Chapter 9. Message Digests

In this chapter, we're going to look at the API that implements the ability to create and verify message digests. The ability to create a message digest is one of the standard engines provided by the Sun default security provider. You can therefore reasonably expect every Java implementation to create message digests.

Message digests are the simplest of the standard engines that compose the security provider architecture, so they provide a good starting point in our examination of those engines. In addition, message digests provide the first link in creating and verifying a digital signature--the most important goal of the provider architecture. However, message digests are useful entities in their own right, since a message digest can verify that data has not been tampered with--up to a point. As we'll see, there are certain limitations on the security of a message digest that is transmitted along with the data it represents.

Message digests are implemented through a single class:

public abstract class MessageDigest extends MessageDigestSpi: Implement operations to create and verify a message digest.

In Java 1.1, there is no MessageDigestSpi class, and the MessageDigest class simply extends Object. That difference is important only if you want to implement your own message digest class, which we'll do later in the chapter.

Like all engines in the Java security package, the MessageDigest class (java.security.MessageDigest) is an abstract class; it defines an interface that all message digests must have, but the implementation details of a particular message digest class are hidden in the private classes that accompany a security provider. This allows a developer to use the message digest class without knowing the details of a message digest implementation by operating on the public methods of the message digest class, and it allows providers of a security package to implement their own message digests by implementing the abstract methods of the class. We'll examine the message class from the perspectives of both developer and implementor in this chapter.
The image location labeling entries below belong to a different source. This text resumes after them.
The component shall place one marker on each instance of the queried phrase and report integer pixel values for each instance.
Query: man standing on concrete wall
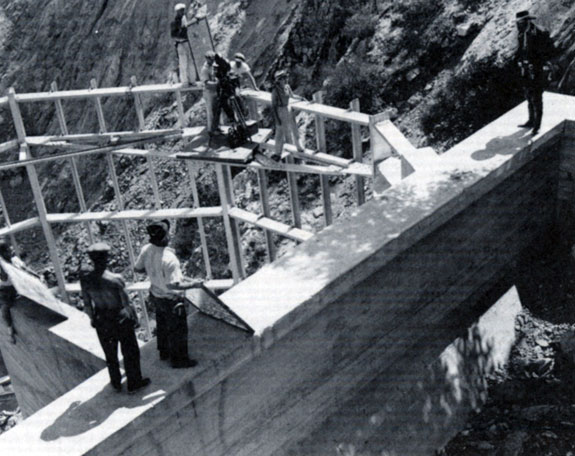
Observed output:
(167, 283)
(179, 33)
(533, 54)
(108, 306)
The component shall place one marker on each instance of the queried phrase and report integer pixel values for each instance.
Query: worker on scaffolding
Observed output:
(227, 87)
(285, 122)
(167, 284)
(179, 33)
(533, 54)
(115, 319)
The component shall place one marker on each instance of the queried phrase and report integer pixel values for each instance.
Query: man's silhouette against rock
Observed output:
(533, 54)
(167, 283)
(108, 305)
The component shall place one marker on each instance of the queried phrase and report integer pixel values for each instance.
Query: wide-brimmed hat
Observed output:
(523, 16)
(280, 74)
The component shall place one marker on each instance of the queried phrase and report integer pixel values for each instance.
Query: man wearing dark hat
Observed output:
(533, 54)
(108, 305)
(166, 293)
(179, 33)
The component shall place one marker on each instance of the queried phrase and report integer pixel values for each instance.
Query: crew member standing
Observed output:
(533, 54)
(7, 291)
(166, 293)
(108, 305)
(179, 32)
(285, 123)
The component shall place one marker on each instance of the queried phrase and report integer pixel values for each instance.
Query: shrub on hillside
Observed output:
(471, 99)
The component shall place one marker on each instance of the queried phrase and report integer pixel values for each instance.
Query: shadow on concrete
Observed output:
(504, 145)
(80, 417)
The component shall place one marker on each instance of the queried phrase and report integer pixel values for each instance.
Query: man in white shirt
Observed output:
(166, 293)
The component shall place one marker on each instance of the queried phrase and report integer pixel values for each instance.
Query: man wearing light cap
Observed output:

9.1. Using the Message Digest Class

For a developer who wants to operate on a message digest, the first step is to obtain an instance of the message digest class. Since the message digest class is abstract, this cannot be done directly; instead, the developer must use one of these methods:

public static MessageDigest getInstance(String algorithm)
public static MessageDigest getInstance(String algorithm, String provider): Return an instance of the message digest class that implements the given algorithm. In the first case, the security providers are searched in order following the process we outlined in Chapter 8, "Security Providers"; otherwise, only the given provider is searched. Valid names for the default Sun security provider are SHA, SHA-1, and MD5. If no provider can be found that implements the given algorithm, a NoSuchAlgorithmException is thrown. If the named provider cannot be found, a NoSuchProviderException is thrown.

Once a message digest object has been obtained, the developer can operate on that object with these methods:

public void update(byte input)

public void update(byte[] input)

public void update(byte[] input, int offset, int length)

Add the specified data to the digest. The first of these methods adds a single byte to the data, the second adds the entire array of bytes, and the third adds only the specified subset of the array of data.

These methods may be called in any order and any number of times to add the desired data to the digest. Consecutive calls to these methods append data to the internal accumulation of data over which the digest will be calculated.

public byte[] digest()

public byte[] digest(byte[] input)

Compute the message digest on the accumulated data (optionally adding the specified data before performing the computation). The resulting digest is returned as a byte array. Once a digest has been calculated, the internal state of the algorithm is reset, so that the object may be reused at this point to create a new message digest.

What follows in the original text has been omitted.